Ceci signifie qu'il est impossible de connaitre la réalité de l'hypocrisie et voir ses aspects cachés sauf pour celui qui cherche de manière résolue la sincérité (arada). Celui-ci, lutte pendant une longue période, cherchant, méditant et examinant profondément en lui-même jusqu'à ce qu'il sache ou connaisse quelque chose au sujet de ce qu'est l'hypocrisie. Cela n'arrive pas à tout le monde. En vérité, ceci arrive seulement aux élites (al-khawass). Mais pour un individu donné, affirmer qu'il connait ce qu'est l'hypocrisie est signe d'ignorance de sa part.

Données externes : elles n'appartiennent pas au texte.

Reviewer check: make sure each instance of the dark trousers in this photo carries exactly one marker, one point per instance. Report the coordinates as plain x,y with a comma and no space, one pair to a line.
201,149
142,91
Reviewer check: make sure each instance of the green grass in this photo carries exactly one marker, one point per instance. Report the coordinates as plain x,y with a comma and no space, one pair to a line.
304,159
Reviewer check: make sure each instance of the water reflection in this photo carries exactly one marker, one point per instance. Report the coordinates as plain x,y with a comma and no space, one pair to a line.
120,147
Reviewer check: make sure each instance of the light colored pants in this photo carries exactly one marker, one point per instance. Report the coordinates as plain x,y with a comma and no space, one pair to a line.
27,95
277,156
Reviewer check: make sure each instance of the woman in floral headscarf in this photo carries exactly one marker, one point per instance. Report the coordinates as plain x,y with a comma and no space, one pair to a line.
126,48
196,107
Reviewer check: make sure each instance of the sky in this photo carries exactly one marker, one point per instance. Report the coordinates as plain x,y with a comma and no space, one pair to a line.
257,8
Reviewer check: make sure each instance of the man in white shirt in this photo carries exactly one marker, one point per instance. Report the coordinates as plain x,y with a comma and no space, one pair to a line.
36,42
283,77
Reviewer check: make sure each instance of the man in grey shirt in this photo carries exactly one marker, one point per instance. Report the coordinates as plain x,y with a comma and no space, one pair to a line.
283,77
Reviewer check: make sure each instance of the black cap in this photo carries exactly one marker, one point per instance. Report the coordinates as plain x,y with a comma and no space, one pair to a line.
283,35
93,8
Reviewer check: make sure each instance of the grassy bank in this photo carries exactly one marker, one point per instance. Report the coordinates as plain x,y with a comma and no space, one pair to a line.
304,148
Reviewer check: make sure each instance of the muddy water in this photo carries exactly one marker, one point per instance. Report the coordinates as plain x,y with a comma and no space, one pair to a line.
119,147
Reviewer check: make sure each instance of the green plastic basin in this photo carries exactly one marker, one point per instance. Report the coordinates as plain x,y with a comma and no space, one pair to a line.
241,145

Je mentionnerai, dans ce livre, un chapitre par la volonté de Dieu, dans lequel tu verras un type de merveille qui rafraîchira tes yeux. Pour illustrer l'étendue de la dissimulation de l'hypocrisie, nous avons seulement besoin de rapporter le récit suivant de la part du Professeur et Imam Abou al-Qassim al-Qouchayri, que Dieu répande Sa miséricorde sur lui, extrait de sa Rissala avec notre isnad mentionné auparavant.
Il dit : "j'entendis Mouhammad Ibn al-Houssayn dire : J'entendis Ahmad Ibn 'Ali Jafar dire : J'entendis al-Hassan Ibn Alawiyya dire : Abou Yazid [al-Bistami], que Dieu soit satisfait de lui, dit : J'étais pendant douze années le forgeron de mon égo (haddadou nafsi), puis pendant cinq années je devint le miroir de mon cœur (mir_atou qalbi), puis pendant une année je regardai ce qui reposa entre les deux, et je vis autour de moi une ceinture visible [koufr]. Alors, j'ai luttai pendant douze années pour la couper et je la vis encore, et je la vis cachée autour de moi. Ensuite, je m'attelai pendant cinq années à voir comment la couper. Alors, je fus dévoilé (kouchifa li) et lorsque je regardai la création, je vis qu'ils étaient tous morts. Je récitai alors la prière funèbre sur eux."
Je dis : Cette hypocrisie étant aussi énigmatique que les maîtres de cette voie qui n'ont pas d'égal montre combien de fois il reste dissimulé. Sa phrase : "Je les vis tous morts" est le sommet de la valeur, de la beauté et la rareté autre que les mots du Prophète, la Paix et la Bénédiction de Dieu sur lui, regorge d'une telle richesse en significations. Je toucherai brièvement à ces significations. Le sens est qu'après qu'il ait lutté longtemps et difficilement et que son égo ait été discipliné et son cœur illuminé, et lorsqu'il eu conquis son égo et soumis et achevé une complète maîtrise sur lui et qu'il l'a totalement assujeti à lui, à ce moment, il regarda toutes les créatures et trouva qu'elles étaient toutes mortes et sans pouvoir :
elles ne peuvent faire du tort ni être bénéfiques
elles ne peuvent donner ni retirer
elles ne peuvent donner ni la vie ni la mort
elles ne peuvent communiquer ni trancher
elles ne peuvent transmettre ni oter
elles ne peuvent rendre heureux ni rendre triste
elles ne peuvent accorder ni dépriver
elles ne possèdent pour elle-même ni bénéfice, ni tort, ni mort, ni vie, ni résurrection.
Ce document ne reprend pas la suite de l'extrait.